Study Questions 2: A Room of One’s Own

 

Woolf and Modernism

Mark Hussey’s section on Modernism (Woolf A-Z) says that while people disagree on definitions of modernism, “all at least agree that the term refers to the early twentieth century as a time of artistic and literary experimentation” (163).  Some features of Modernism might include:

·        bending genre boundaries (e.g., novel/poem, poem/essay)

·        the narrative technique called “stream of consciousness” as a means of getting at inner reality, “the flickerings of that innermost flame” (Woolf “Modern Fiction”)
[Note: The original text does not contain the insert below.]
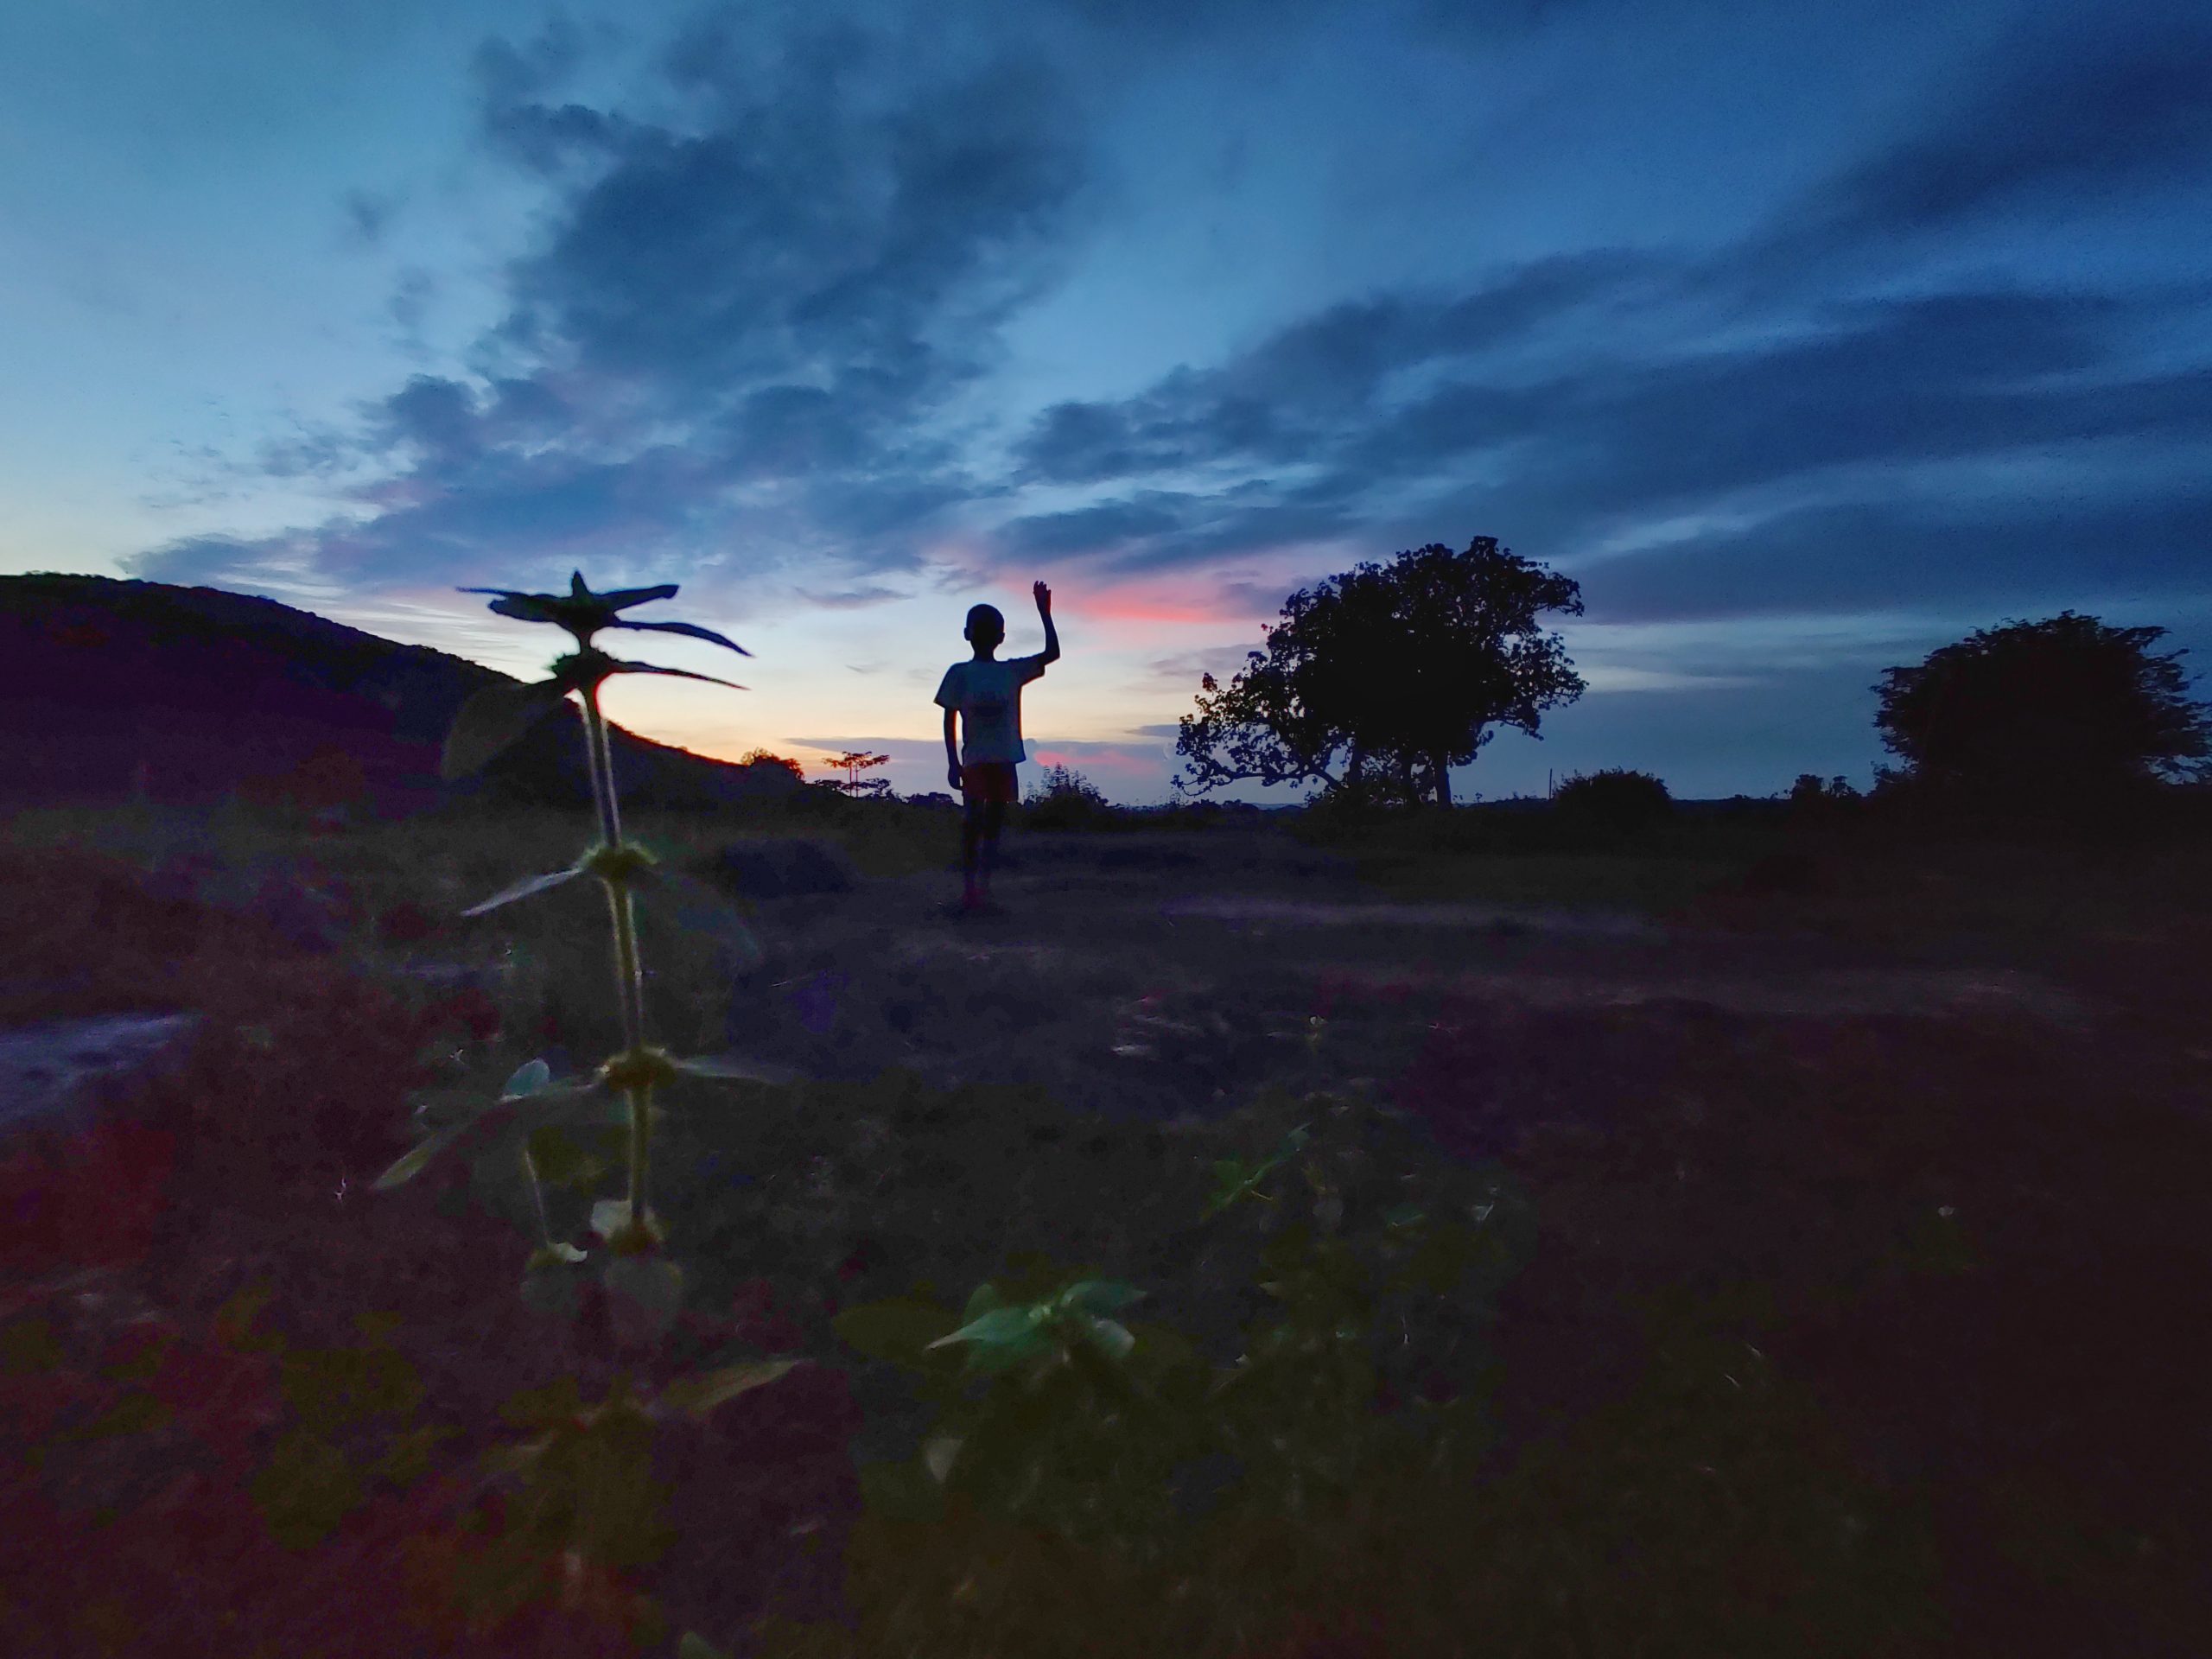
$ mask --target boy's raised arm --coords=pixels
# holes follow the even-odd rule
[[[1060,656],[1060,631],[1052,626],[1052,590],[1038,582],[1029,590],[1036,595],[1037,614],[1045,622],[1044,658],[1048,663],[1058,662]]]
·        questioning authority, convention, and belief in such verities as Truth, or even the fixity of time.

 

Consider what features of AROO might be distinctively Modern in these three respects.  Look for specific passages that seem to fit the definition of "stream of consciousness" and examine what the technique accomplishes.   She almost immediately announces that she will develop her argument about money and a room of one's own by "develop[ing] in your presence as fully and freely as I can the train of thought which led me to think this" (4).  Compare the way she time travels on p 9, 10, and 12, even changing the season from autumn to spring on p 16 (even while saying she won't), to the way she explores the fictitious Mary Carmichael's new novel Life's Adventure (chapter 5).  What is the roll of imagination in Woolf's narrative technique?

 

Woolf and Feminism    

"I myself have never been able to find out precisely what feminism is: I only know that people call me a feminist whenever I express sentiments that differentiate me from a doormat, or a prostitute."  --       Rebecca West, 1913                                                                                     

 

Woolf uses the term “feminist/feminism” only twice in AROO, both times in reference to Rebecca West, a popular novelist of Woolf’s day (1892-1983), both times disparagingly, “arrant feminist” (35) and “arrant feminism” (58).  Yet most modern critics regard AROO as the first important document in modern feminist criticism, laying the groundwork for much that was to come.  Review some modern definitions of “feminism,"  and consider whether Woolf’s position in AROO fits any of them.  Attempt to construct a definition of “feminism” that would describe Woolf’s stance here.  Ignore whether she would agree to call it “feminist” or not.  In Three Guineas [1939] she argues for moving beyond a need for the term and wants to burn it.  See AROO, bottom of p. 40, for a similar reference to a future time when even the term “woman” as the “protected sex” will have disappeared.  See especially  p. 82 (Chloe and Olivia); p. 93, writing as a woman who has forgotten she is a woman; p. 96, the taxicab scene; p. 98 Shakespeare’s androgyny; and p. 111, do not try to be superior or inferior, be yourself.

 

Woolf and Auto/biography

Even though Woolf explicitly states that the “I” in her narrative “is only a convenient term for somebody who has no real being” (4), and even names her narrator Mary Beton (sometimes Mary Seton), she delivered the original version as lectures, she begins and ends the book in her own person, and she refers frequently to specific events that occurred in her own life.  For example, she did dine with friends at Cambridge, she did have an aunt who died and left her a legacy, although Woolf’s aunt left her £100 a year, not the £500 that her narrator’s aunt left her.  What is the effect of this pseudo-autobiographical format?  Why do you think Woolf chooses to make her argument in this way, rather than as straight expository writing, using the facts of her own life?  See especially p. 99 ff. about the shadow of the letter “I.”